Looking back now, I can see all that I managed to get wrong in that very first game of my career. It all starts at the beginning of the match. I should have never jumped in so quickly, chosen an opponent and gone right in. It would have done me better to wait and observe, watch him and learn him until his weaknesses were the tips of my fingers and my voice. Instead, I'd thrown myself into the fire of the thrill I so longed for and wound up with quite a few surprises. He was strong and able to fend for himself. He also happened to have a girlfriend who lived with him and got home from work at midnight. Second, I should have never let him lead the plays even once. I had let him pull me through town, back to his own apartment, before he'd played me like a fiddle. I had to be flexible, but giving him outright control had been careless and nearly gotten me killed. Most importantly, I should have checked my supplies more carefully. What is a game without its pieces? My pieces didn't function up to par and had nearly resulted in me being the one lifeless in his apartment instead. I should have been more prepared in that category anyway. I'd read in Kae's notebook about a plant's leaves that could hinder functionality, but not intelligent processing. Instead of searching for it, I'd chosen to begin the match without it. I was so naive, so young.

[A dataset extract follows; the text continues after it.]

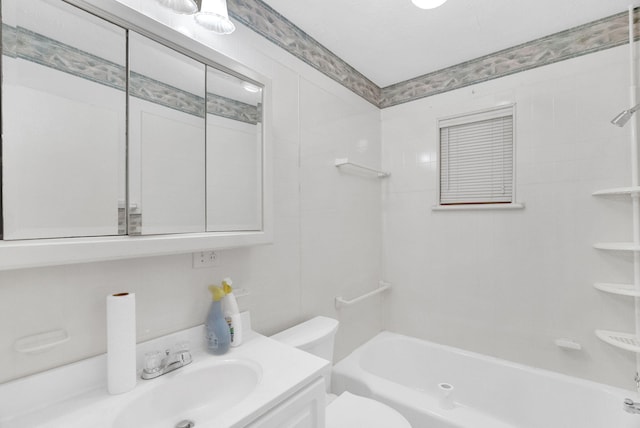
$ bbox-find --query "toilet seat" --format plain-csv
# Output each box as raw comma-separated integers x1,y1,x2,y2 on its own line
326,392,411,428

It takes comparison to truly see my improvement. As I look down at the woman below me, I can't help but think back and compare the results of this game to my first. I've come to do this a lot lately, think about how my choices have affected me so completely. My life has been about games for as long as I can remember, but never had they been like this. Games were always simple for me, but this is different. It has taken me so long to get to this point where I am comfortable in my approach and execution. The game tonight was so smooth, so rehearsed, so clean. Everything fits now. The atropa belladona leaves had left her defenseless, my riddles had left her clueless, and her choice had left her lifeless. I was almost sad to have seen her go so fast. Chloroform is always more fun than cyanide. Well, you win some, you lose some, I suppose. I just hope I never lose where it counts, not in this game or any other.